The instruction then asks the jurors, in evaluating the identification testimony, to consider a number of questions.
Many of these are good and well-informed questions, asking the jurors to take into account a variety of factors like whether the witness knows or had contact with the defendant, how well they could see the perpetrator, circumstances affecting the ability to observe, etc.
However, there is a notable question that has a problem. They ask, “How certain was the witness when he or she made an identification?”
Recently, University of Washington professor of psychology Geoffrey Loftus, one of the leading researchers on memory, testified as an expert witness in a Yolo County trial where the issue of eye witness identification was a crucial factor.
Dr. Loftus believes that confidence is largely an artificial construct and it could be based on false information or post-event information which tends to contaminate memory with information that did not come during the event but rather comes into the consciousness later, helping the witness to construct a more coherent but less accurate account of events.
While post-event information makes it seem more “real,” the memory could actually be based on a false premise. For instance, an eyewitness may hear from someone else that the attacker wore a certain color, and subconsciously accommodate that information to his or her memory of the event.

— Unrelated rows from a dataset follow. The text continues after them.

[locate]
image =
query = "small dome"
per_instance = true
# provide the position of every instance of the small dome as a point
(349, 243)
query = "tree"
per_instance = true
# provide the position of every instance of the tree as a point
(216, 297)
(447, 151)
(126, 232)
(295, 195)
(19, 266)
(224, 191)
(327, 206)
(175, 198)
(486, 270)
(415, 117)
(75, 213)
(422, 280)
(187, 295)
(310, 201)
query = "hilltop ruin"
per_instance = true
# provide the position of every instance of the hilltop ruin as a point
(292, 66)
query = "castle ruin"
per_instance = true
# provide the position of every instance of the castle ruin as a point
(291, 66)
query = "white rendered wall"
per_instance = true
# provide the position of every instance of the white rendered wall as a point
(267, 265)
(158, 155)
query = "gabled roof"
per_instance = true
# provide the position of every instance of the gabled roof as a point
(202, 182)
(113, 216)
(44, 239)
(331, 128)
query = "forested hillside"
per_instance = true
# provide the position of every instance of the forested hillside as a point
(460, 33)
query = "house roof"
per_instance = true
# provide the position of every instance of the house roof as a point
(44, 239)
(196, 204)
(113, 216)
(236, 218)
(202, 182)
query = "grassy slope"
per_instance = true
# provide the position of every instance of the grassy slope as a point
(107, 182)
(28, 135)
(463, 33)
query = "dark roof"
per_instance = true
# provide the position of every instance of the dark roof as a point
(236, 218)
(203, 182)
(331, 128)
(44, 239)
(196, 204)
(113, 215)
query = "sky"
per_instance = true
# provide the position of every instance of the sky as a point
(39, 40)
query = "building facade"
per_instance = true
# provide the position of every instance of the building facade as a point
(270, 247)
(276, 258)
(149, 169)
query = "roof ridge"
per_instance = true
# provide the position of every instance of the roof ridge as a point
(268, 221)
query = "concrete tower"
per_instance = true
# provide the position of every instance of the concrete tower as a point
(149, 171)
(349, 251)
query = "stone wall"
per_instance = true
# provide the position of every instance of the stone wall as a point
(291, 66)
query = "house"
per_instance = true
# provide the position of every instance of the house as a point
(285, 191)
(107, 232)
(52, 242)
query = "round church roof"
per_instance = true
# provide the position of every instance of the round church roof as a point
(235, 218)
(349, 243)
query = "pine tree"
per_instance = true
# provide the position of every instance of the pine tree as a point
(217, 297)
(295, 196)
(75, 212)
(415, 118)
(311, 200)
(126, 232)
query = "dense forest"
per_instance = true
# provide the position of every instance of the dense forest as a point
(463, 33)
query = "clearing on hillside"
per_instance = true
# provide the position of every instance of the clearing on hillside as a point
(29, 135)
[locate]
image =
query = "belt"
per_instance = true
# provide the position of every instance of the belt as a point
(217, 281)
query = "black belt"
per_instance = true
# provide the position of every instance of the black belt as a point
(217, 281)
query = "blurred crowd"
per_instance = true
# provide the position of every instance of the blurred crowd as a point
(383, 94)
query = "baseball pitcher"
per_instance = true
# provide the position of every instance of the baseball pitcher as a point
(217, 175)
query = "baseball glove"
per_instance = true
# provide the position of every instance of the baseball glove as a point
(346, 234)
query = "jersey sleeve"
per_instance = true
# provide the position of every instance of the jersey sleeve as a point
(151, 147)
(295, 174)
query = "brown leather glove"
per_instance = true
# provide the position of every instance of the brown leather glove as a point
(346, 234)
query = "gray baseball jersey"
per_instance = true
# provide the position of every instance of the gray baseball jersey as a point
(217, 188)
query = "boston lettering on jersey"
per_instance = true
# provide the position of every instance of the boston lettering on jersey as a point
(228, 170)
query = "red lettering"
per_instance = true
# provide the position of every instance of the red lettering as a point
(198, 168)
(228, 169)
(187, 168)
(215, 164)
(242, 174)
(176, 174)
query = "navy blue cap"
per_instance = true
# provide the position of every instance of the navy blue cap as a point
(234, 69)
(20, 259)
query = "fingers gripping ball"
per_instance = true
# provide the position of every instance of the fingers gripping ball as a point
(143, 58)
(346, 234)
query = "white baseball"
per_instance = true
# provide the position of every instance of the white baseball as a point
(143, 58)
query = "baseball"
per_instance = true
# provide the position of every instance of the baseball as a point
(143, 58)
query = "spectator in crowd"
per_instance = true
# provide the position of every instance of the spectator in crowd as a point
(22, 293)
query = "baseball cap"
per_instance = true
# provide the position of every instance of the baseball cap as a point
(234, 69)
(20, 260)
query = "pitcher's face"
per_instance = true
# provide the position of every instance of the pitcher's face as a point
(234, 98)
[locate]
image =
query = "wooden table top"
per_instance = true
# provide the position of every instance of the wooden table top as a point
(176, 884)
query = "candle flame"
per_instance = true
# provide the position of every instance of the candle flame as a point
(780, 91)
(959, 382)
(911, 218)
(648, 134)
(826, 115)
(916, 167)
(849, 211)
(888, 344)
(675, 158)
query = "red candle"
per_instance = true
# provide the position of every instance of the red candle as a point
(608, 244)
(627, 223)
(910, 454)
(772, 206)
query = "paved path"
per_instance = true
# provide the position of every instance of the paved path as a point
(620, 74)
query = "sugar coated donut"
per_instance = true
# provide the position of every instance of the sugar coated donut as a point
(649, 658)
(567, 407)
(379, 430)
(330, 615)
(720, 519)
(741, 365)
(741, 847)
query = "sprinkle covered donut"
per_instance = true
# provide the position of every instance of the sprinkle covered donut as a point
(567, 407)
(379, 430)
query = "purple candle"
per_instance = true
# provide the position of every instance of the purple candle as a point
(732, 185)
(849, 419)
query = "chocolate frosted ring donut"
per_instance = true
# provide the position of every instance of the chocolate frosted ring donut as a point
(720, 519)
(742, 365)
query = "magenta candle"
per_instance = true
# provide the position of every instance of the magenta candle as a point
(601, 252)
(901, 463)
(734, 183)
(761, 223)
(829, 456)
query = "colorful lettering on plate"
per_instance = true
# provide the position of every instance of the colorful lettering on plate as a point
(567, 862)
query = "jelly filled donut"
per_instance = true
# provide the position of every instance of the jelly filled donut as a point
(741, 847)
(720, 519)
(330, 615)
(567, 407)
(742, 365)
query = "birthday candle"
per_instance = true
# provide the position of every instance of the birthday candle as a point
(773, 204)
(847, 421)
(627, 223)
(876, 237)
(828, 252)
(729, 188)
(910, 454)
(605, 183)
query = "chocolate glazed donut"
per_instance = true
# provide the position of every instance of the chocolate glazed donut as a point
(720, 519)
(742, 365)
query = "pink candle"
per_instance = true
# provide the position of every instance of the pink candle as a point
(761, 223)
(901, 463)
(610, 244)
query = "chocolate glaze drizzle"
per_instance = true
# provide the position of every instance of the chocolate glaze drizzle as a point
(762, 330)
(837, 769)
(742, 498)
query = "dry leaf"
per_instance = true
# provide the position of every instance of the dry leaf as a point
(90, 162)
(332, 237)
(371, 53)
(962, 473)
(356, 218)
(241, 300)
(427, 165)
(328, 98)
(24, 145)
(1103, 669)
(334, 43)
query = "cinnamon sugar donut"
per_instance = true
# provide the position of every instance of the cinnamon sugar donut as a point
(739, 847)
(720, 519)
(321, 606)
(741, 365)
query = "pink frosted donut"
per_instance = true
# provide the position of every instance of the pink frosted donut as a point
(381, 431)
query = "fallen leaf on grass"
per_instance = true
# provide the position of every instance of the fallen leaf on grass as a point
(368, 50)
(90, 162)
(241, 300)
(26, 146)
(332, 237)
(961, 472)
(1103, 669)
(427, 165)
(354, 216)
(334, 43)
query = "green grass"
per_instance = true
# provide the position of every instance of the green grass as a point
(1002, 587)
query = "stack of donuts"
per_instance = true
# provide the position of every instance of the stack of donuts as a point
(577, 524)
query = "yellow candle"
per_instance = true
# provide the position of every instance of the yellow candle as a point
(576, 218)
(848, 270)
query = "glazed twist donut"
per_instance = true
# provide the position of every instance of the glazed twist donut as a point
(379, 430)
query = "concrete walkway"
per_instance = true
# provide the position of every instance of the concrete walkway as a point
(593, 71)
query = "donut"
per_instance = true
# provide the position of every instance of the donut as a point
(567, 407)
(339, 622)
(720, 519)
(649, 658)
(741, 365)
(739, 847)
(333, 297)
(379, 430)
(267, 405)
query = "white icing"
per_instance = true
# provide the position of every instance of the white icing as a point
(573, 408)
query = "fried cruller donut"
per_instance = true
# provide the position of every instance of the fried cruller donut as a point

Because this process works subconsciously, there is a tendency for witnesses to express a high degree of confidence in the identification, when, in fact, it is based on completely false post-event information.
New Jersey is probably on the forefront of states attempting to fix the problems of eyewitness identification. Researchers like Dr. Loftus believe that eyewitnesses get their identifications wrong by up to 25 percent of the time – and it is really worse than that when you exclude easy cases such as those where the witness is familiar with the subject.
Some of these factors are already in the California jury instructions.
For instance, the New York Times reported in July, “A judge now must tell jurors before deliberations begin that, for example, stress levels, distance or poor lighting can undercut an eyewitness’s ability to make an accurate identification.”
“Factors like the time that has elapsed between the commission of a crime and a witness’s identification of a suspect or the behavior of a police officer during a lineup can also influence a witness, the new instructions warn,” they add.
“You should consider whether the fact that the witness and the defendant are not of the same race may have influenced the accuracy of the witness’s identification,” the instructions say.
At the same time, the New Jersey jury instructions for the first time express the possibility of doubt, and that eyewitnesses may in fact get things wrong.
“Human memory is not foolproof,” the instructions say. “Research has revealed that human memory is not like a video recording that a witness need only replay to remember what happened. Memory is far more complex.”
Even under the best of conditions, eyewitness identification is simply not reliable. As the instructions indicate, researchers have noted that our minds do not work like tape recorders.
Writes the Innocence Project, “The human mind is not like a tape recorder; we neither record events exactly as we see them, nor recall them like a tape that has been rewound. Instead, witness memory is like any other evidence at a crime scene; it must be preserved carefully and retrieved methodically, or it can be contaminated.”
Unfortunately, until researchers provide better ways to test eyewitness memory and states like California catch up to current research, we will likely continue to wrongly convict people based on eyewitness identification.
Many of those cases will not have DNA evidence to exonerate the individual even 25 years after the fact.
More importantly, there are a number of cases, such as one that we will present later this week, where eyewitness identification was the only evidence linking the individual to the crime scene.